MichaelSkaug Sept 28, 2015

Data Sources: Motion Tracking

The first step in building the MotionTrack interactive was finding motion tracking data for objects at many different spatial scales. I already had data from my own research on molecule and nanoparticle motion, so I was looking for trajectory data for animals, planets, people, bacteria, atoms, etc. Fortunately, it's becoming easier to track the motion of individual objects using better sensors and more computation, and slowly that data is becoming available online. Unfortunately, significant data carpentry is still required to get the data into a consistent format. Below is a list of the motion tracking data sources that I've found, with notes on the particulars of each. Tell me if you know about any others.

Animals

Movebank is a repository of animal tracking data from around the world. This was one of the best data sources I found, in terms of documentation and user interface. They have data on all sorts of animals, from birds circling the world to tortoises crawling around. You can browse the data through a map interface, which is a little slow, but fairly intuitive. Some of the listed data sets are not available for download, which kind of defeats the purpose, but many are provided as a csv download in a standardized format accompanied by a documentation file explaining the different values. An excellent source!

Earth's Crust

GPS Explorer is an interface for downloading trajectory data from a network of GPS sensors in North America, whose purpose is to monitor crustal motion. Here, the interface and documentation is not good, but apparently it works for the geoscientists who are the main users. First, you have to register for an account, then wade through some unexplained termonology, select sites on a map, save the sites as a "group", go to the "Data Products" page and query the sites for what we want: a time series of xyz coordinates.
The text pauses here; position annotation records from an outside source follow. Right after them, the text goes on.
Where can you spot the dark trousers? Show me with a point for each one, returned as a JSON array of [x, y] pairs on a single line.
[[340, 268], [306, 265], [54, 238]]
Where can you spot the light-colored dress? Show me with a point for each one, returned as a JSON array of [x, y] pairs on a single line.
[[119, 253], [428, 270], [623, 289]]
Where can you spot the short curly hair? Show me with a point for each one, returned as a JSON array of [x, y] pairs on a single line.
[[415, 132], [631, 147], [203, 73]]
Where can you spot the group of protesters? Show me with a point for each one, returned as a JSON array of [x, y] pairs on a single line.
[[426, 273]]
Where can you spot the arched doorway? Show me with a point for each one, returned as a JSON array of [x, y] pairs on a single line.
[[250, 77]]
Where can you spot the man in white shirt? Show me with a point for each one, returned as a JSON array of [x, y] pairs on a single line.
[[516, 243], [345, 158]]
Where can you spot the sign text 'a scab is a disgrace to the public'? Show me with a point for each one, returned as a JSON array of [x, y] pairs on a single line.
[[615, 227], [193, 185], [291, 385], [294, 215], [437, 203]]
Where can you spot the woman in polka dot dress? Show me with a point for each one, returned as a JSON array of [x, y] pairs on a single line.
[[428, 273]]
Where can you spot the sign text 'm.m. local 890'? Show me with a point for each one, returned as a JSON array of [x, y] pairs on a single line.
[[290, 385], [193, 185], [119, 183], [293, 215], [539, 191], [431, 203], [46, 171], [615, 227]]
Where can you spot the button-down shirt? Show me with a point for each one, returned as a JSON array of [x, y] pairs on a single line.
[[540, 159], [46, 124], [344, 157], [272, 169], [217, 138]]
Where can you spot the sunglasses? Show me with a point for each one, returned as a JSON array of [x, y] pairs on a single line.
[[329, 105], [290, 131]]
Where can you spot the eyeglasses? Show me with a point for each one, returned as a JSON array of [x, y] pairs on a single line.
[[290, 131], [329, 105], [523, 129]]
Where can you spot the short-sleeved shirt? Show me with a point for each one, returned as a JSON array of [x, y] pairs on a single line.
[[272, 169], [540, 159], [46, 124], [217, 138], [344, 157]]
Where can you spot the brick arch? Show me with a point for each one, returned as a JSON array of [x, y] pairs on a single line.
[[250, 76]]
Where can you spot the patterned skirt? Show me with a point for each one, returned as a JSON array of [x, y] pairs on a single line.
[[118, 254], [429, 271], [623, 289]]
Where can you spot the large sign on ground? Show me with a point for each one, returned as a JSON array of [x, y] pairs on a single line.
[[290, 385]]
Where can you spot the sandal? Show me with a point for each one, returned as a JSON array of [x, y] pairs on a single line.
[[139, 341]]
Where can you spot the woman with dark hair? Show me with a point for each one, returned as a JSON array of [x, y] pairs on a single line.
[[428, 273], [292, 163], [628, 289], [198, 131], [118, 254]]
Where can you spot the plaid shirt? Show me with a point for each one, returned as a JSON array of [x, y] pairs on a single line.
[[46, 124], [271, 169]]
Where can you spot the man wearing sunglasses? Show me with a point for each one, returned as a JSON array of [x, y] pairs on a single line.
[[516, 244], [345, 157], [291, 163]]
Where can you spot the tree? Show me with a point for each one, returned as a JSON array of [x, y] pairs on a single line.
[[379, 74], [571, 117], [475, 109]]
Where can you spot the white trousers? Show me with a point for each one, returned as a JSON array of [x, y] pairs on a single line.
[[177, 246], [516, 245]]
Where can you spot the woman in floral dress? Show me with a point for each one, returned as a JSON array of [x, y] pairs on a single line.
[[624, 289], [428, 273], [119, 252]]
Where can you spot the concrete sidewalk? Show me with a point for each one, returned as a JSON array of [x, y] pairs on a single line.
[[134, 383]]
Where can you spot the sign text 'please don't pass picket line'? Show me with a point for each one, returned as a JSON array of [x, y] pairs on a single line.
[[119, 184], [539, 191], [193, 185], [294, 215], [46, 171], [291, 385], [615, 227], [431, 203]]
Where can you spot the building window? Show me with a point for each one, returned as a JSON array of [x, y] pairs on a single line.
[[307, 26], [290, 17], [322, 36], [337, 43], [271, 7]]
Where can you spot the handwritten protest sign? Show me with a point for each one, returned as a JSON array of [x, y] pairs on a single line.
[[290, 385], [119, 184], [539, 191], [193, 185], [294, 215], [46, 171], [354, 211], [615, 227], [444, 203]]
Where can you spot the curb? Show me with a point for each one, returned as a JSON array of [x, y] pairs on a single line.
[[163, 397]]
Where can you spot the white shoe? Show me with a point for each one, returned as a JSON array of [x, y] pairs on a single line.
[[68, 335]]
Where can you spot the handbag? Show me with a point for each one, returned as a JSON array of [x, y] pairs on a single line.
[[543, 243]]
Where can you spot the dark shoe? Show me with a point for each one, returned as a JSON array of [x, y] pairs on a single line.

And still it takes some trial and error to find a sensor site that provides data over the time range that you want.

Ocean Currents

These are data from a collection of monitoring bouys drifting about in the world's oceans. They periodically report position as well as some other measures like water temperature and salinity. It was relatively easy to get the data - with one click you can download the data from all of the bouys in one ocean for one year. I downloaded the data in "Raw" format; I don't know the meaning of "Krig" or "P & S".

Human Body

I thought it would be easy to find data on human motion, but I haven't found much. Maybe this field of research doesn't have the same culture of data sharing as ecology or geoscience. What I did find came from a group at Techniche Universitat Munchen doing research on markerless human motion capture - a application of computational image analysis. What you get is a csv file containing a time series of xyz coordinates of a person's body parts while they were doing a natural series of motions.